Saturday, August 13, 2011

Cake

I love cake. I love the way cake looks and I love the way it tastes---when it is good, and made with real ingredients and done right. I am not a cake expert but I am trying. I've given up bread baking for the time being, due to horrible tendonitis in my arms, but I can make cake because I have a wonderful Kitchen Aid mixer that my husband gave me for, oddly, bread making.
So cake. I would love to be better at cake baking. I had a couple of pushes recently. One: my addiction to the show Master Chef which we watched over the summer. One episode had the competitors all making six-layer iced cakes in under two hours. It was inspirational (I've found the show has really lit a fire under my cooking. Ha.). Then, last August, a friend baked a chocolate cake with a ganache for the frosting. I have not yet tried a ganache, but plan to someday (hers was delicious).
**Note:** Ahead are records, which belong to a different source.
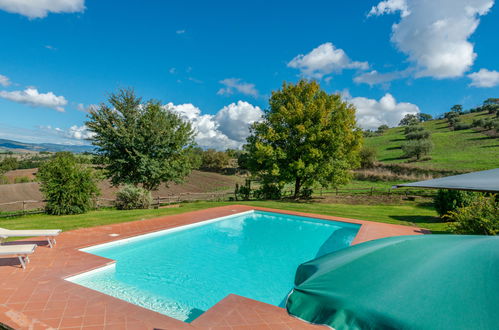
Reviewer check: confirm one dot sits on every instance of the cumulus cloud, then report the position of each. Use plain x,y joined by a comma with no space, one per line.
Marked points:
4,80
237,85
372,113
374,77
434,34
235,118
484,78
227,129
324,60
32,97
41,8
74,132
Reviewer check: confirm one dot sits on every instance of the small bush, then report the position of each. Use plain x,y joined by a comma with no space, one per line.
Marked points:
417,148
419,135
68,187
481,217
368,157
447,201
460,126
306,193
130,197
268,191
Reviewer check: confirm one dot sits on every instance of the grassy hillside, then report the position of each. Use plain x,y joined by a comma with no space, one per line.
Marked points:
466,150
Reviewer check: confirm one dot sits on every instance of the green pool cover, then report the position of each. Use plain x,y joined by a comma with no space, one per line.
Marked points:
403,282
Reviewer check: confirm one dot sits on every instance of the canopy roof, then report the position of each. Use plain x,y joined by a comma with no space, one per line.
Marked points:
402,282
486,181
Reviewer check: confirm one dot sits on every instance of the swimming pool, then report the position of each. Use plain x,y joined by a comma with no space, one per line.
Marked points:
183,271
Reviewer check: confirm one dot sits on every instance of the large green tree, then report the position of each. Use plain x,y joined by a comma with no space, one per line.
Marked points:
140,143
67,186
307,136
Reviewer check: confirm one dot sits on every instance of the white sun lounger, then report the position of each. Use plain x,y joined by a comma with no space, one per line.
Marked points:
21,251
49,234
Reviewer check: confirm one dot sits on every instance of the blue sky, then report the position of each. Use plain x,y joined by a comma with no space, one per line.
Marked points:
216,63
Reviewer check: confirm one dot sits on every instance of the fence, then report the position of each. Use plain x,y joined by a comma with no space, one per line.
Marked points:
33,206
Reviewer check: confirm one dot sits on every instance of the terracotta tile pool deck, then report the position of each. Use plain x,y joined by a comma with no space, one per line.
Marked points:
40,298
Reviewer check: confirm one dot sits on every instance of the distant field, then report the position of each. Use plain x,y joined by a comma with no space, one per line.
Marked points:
197,182
404,213
466,150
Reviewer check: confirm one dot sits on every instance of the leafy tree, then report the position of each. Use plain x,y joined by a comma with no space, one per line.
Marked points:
424,117
409,119
457,108
140,143
213,160
417,148
382,129
68,187
306,136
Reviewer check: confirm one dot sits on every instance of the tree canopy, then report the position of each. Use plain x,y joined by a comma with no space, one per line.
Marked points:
306,136
140,143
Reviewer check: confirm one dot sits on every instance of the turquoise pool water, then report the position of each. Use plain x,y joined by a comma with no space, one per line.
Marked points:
183,272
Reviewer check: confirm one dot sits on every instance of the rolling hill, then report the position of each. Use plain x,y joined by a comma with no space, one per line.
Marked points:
464,150
51,147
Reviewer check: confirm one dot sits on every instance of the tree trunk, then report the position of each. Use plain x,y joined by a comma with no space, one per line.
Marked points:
297,187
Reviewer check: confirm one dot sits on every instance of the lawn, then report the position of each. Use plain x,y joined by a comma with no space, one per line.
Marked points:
405,213
465,150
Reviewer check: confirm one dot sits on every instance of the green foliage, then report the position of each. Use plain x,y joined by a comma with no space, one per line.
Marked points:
268,191
68,187
458,108
8,164
368,157
447,201
409,119
382,129
481,217
418,135
140,143
424,117
417,148
306,136
130,197
212,160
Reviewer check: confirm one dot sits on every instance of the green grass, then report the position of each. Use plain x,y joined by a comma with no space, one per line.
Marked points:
406,213
466,150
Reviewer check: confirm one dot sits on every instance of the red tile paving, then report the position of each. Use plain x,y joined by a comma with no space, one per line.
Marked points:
40,298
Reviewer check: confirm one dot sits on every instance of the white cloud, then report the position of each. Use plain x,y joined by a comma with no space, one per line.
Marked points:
324,60
374,77
32,97
434,34
390,7
88,108
236,84
41,8
372,113
484,78
227,129
4,80
235,118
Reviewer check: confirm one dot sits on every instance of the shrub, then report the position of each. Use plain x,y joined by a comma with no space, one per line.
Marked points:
68,187
268,191
413,128
449,200
130,197
417,148
481,217
419,135
460,126
368,157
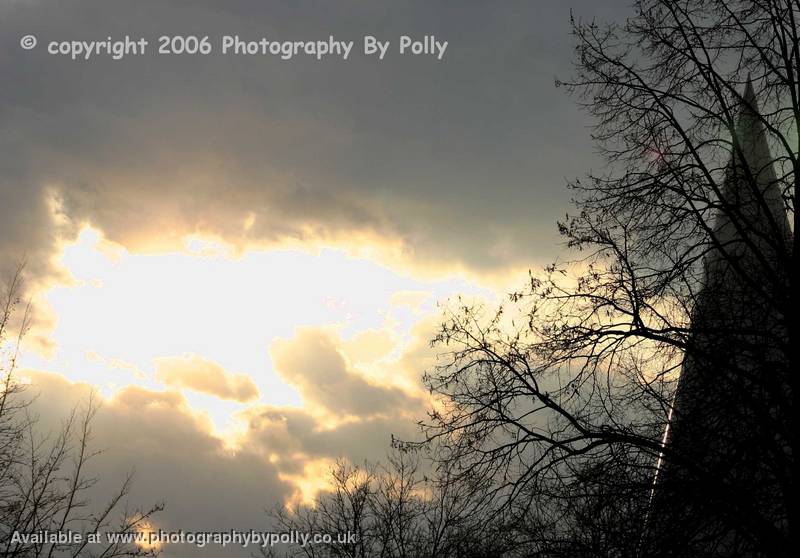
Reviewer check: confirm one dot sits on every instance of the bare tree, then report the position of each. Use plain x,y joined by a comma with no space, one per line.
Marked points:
44,478
396,511
684,270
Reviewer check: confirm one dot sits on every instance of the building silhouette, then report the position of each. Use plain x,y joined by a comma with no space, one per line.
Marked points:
722,485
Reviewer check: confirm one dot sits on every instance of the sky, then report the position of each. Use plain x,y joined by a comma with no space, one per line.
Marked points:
247,256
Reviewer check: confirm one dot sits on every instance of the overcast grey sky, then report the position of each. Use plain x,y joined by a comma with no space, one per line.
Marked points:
459,163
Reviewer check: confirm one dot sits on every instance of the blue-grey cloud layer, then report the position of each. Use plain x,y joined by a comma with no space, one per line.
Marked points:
462,159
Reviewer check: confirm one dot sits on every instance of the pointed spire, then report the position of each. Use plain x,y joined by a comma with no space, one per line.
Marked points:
752,191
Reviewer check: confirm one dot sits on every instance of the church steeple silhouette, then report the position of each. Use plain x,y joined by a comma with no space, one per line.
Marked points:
717,484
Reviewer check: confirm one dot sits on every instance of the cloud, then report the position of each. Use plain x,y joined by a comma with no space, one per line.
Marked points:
194,372
313,363
454,163
176,460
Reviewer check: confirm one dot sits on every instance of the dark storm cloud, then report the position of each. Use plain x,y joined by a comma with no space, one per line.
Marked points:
463,160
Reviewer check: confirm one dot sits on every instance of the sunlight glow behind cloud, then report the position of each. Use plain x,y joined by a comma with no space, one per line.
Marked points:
121,314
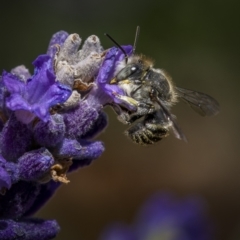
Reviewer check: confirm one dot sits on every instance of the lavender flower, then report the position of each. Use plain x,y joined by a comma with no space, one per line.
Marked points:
162,217
47,127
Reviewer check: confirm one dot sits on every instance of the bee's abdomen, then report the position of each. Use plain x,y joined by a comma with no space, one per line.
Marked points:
144,133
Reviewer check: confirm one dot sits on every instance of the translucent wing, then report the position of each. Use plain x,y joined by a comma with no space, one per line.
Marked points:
171,118
202,103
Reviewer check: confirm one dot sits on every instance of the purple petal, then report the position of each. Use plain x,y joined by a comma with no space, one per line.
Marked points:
17,136
18,199
57,38
106,72
5,178
51,133
89,152
46,192
80,120
22,72
13,83
29,229
38,94
35,164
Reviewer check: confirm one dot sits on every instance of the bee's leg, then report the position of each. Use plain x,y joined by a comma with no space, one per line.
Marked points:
148,131
142,110
130,103
123,115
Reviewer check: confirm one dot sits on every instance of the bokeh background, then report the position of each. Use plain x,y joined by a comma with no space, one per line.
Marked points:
197,42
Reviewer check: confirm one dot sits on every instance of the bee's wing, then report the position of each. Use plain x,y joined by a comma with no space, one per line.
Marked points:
171,118
202,103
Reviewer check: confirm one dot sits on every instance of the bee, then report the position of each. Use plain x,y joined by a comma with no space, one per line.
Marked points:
151,93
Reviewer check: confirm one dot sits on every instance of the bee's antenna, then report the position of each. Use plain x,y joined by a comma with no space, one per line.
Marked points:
124,52
136,39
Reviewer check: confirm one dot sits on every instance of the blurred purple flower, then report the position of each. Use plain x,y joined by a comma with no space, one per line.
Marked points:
35,96
163,217
37,153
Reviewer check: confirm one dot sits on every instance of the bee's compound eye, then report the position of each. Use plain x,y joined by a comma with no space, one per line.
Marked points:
134,69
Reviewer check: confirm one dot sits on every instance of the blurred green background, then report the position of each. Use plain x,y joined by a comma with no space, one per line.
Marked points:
197,42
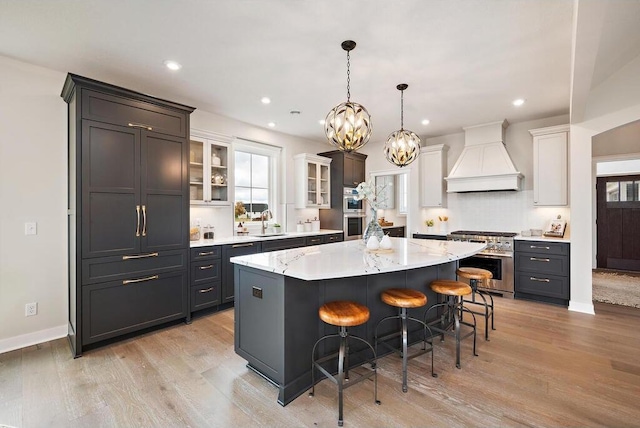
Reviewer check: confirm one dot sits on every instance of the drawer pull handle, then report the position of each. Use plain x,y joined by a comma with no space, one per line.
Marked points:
539,247
140,256
138,216
538,259
131,281
140,125
242,245
539,279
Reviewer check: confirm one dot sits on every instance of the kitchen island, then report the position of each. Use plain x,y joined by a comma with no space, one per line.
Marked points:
278,295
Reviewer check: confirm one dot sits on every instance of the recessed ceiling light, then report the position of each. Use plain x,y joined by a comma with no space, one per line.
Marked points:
172,65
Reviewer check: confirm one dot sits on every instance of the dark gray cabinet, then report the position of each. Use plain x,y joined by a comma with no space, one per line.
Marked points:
229,251
128,207
542,271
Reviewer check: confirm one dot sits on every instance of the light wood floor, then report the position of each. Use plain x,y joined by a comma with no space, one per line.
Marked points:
544,366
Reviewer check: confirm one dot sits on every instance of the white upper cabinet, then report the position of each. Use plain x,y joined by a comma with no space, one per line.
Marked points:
550,166
209,170
433,168
312,181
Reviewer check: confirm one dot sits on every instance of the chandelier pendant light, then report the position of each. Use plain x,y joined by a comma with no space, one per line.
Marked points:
348,125
403,146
And so, here, for Maya W. celebrating her tenth birthday, I baked a cake, all chocolate, since she is a chocolate fanatic. A simple chocolate buttercream for frosting. It was delicious.

The recipe for both the cake and the frosting came from The New Good Housekeeping Cookbook.

Chocolate cake
3/4 cup cocoa
2 Cups cake flour
1 3/4 cups sugar
1 1/4 cups milk
3/4 cup shortening (read: butter)
1 1/4 tsp baking soda
1 tsp salt
1 tsp vanilla
1/2 tsp baking powder
3 eggs
*about 1/4 cup good quality baking chocolate, melted. Add to batter when it has cooled. This isn't in the recipe, but it worked well.

Preheat oven to 350 degrees; butter and flour (with cocoa powder) two 9" cake pans.
Measure dry ingredients and mix, then add wet and best with miser at low speed until combined. Increase mixer speed to high and beat for 2 minutes, until batter is smooth and
glossy.
Pour into pans and bake for 30-35 minutes. Cool cakes in pans for 10 minutes on rack, then remove from pans and cool completely on racks before frosting. This can be made as cupcakes as well; baking time is then reduced to about 25 minutes.